Aucune société ne recrute de membres. Toutes comptent suffisamment d'effectifs. Certaines s'imposent même une limite : les « Réguénaires » n'acceptent pas plus de 95 membres effectifs payant la soumonza.

 

 

 

(p.39) Si aujourd'hui, l'Association des présidents prend de plus en plus de de pouvoirs et insiste tant sur ces conditions d'admission, de participation comme membres effectifs au carnaval, c'est parce que les Binchois craignent un changement de la physionomie du carnaval avec l'application du principe de la fusion des communes. En effet, beaucoup de gens risqueraient de réclamer leur droit en tant que Binchois c'est-à-dire habitant du Grand Binche -ce qui est différent de la Ville de Binche délimitée dans l'article VIII des statuts de l'Association. D'autre part, un conseil échevinal composé de non Binchois pourrait intervenir de façon inopportune dans les questions que pose le carnaval.

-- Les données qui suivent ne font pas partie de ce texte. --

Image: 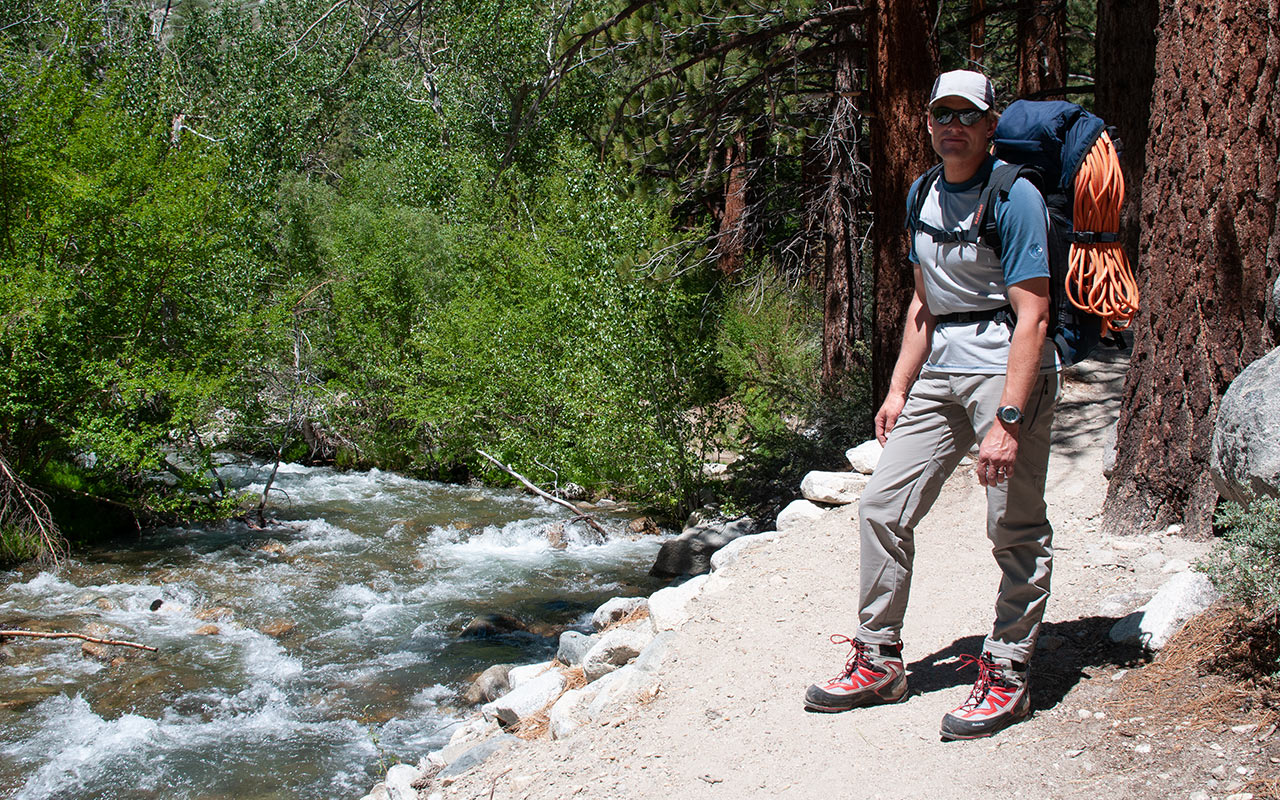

Il est à noter que le carnaval de 1977, le premier après la fusion des communes, semble s'être bien déroulé. Puissent ceux qui suivront lui ressembler....

 

 

 

 

 

Catherine HARVENGT

 

 

 

(1)  Toute personne, pour pouvoir faire le  Gille à Binche et participer aux sorties des sociétés dans notre Cité, doit obligatoirement être membre effectif d'une  des  sociétés  reconnues  par  l'Association. Il en est de même pour pouvoir faire partie d'une société de fantaisie.

 

(2) Tout membre effectif, tel que repris à l'article 9, n'ayant pas de domicile à Binche devra obligatoirement trouver une  maison  d'accueil  afin de pouvoir :

 

- le matin, s'habiller et se bourrer ;

 

- dîner, lors du retour le matin après la dislocation de sa société ;

 

-  le soir, se déshabiller et se débourrer.

 

(3) Le Gille est tenu de se comporter correctement, en respectant scrupu­leusement la danse et sa tenue de gille, en évitant tout abus de boisson ou autres afin de respecter la vielle tradition binchoise. Il évitera notam­ment les cheveux sur la nuque dépassant la barette. Pour se bourrer, il n'utilisera que de la paille. Le masque de gille, qui se porte uniquement le  mardi-gras, devra être  enlevé  lors  d'un  arrêt de  la société et non laissé sur le front. La vente du masque typique s'effectuera uniquement par les soins et sous la responsabilité des sociétés de Gilles reconnues par  l'Association,  à   l'exclusion  de  tout  autre  intermédiaire,  personne physique ou morale, quelle qu'elle soit. Cette vente sera réservée uni­quement aux membres effectifs des sociétés dont il s'agit.

 

(4) Chaque membre qui participe au carnaval doit payer une mise. Cette mise est parfois appelée soumonza : les anciens livres de comptes des « Réguénaires »   la  nomment  de  cette  façon  ainsi  que  certains   Gilles plus âgés et les anciens.

 

N.d.l.R. — Ces lignes sont tirées de C, Harvengt, Les sociétés carnavalesques à Binche, mémoire de licence en éducation physique, Université Catholique de Louvain, année académique 1976-1977, pp. 66-68. C'est avec l'aimable autorisation de son auteur que nous publions ce texte.